Çevresel sürdürülebilirlik tarafında da çeşitli adımlar atılmış durumda. Şasi, yüzde 75 oranında geri dönüştürülmüş alüminyumdan üretilecek. Batarya sistemi ise 122 kWh kapasiteli ve 15 modülden oluşuyor. Nikel-mangan-kobalt kimyasına sahip hücreler, SK On tarafından sağlanırken bataryanın montajı tamamen Ferrari tarafından yapılıyor. Batarya sisteminin aracın tabanına entegre edilmesi, hem ağırlık dengesini sağlıyor hem de aracın yere daha yakın olmasını mümkün kılıyor. Bu da daha kararlı bir sürüş deneyimi anlamına geliyor.

Şarj altyapısı, kullanıcı deneyimini doğrudan etkileyecek bir başka unsur olarak öne çıkıyor. 800 voltluk sistem mimarisi sayesinde, araç 350 kW’a kadar hızlı şarj desteği sunabiliyor. Bu oran, özellikle uzun yolculuklarda büyük avantaj sağlayacak gibi duruyor. Bununla beraber, fren enerjisini geri kazanırken, vites geçiş hissini taklit eden bir sistem de kullanıcıya sunuluyor. Bu özellik, elektrikli araçlarda sıkça aranan dinamik sürüş hissiyatını yaşatmayı hedefliyor. Ferrari, bu alanda da farklılaşmayı seçmiş durumda.
Fiyatlandırma konusu, bu modelin kimlere hitap edeceğini büyük oranda belirliyor. Reuters tarafından aktarılan bilgilere göre, aracın başlangıç fiyatı 500 bin euro seviyesinde olacak. Bu, modelin ulaşılabilirlik açısından sınırlı kalacağını gösteriyor. Ferrari’nin lüks segmentteki konumunu koruma isteği burada net şekilde hissediliyor. Elbette bu fiyat, modelin sunduğu performans ve teknolojiyle birlikte değerlendirildiğinde, hedef kitle açısından olağan karşılanabilir.

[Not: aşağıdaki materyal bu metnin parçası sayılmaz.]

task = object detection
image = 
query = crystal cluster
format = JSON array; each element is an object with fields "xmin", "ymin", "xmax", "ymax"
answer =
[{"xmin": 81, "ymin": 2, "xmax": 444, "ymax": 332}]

Ferrari’nin elektrikli araçlara geçişi temkinli şekilde ilerliyor. Elettrica’dan sonra gelecek ikinci elektrikli modelin tanıtımı 2028 yılına ertelenmiş durumda. Bu gecikmenin arkasında talep belirsizlikleri olduğu belirtiliyor. Benzer şekilde, Lamborghini de ilk elektrikli aracını 2029 yılına kadar ertelediğini açıkladı. Bu durum, lüks spor otomobil segmentinde elektrifikasyon sürecinin kademeli ilerlediğini gözler önüne seriyor.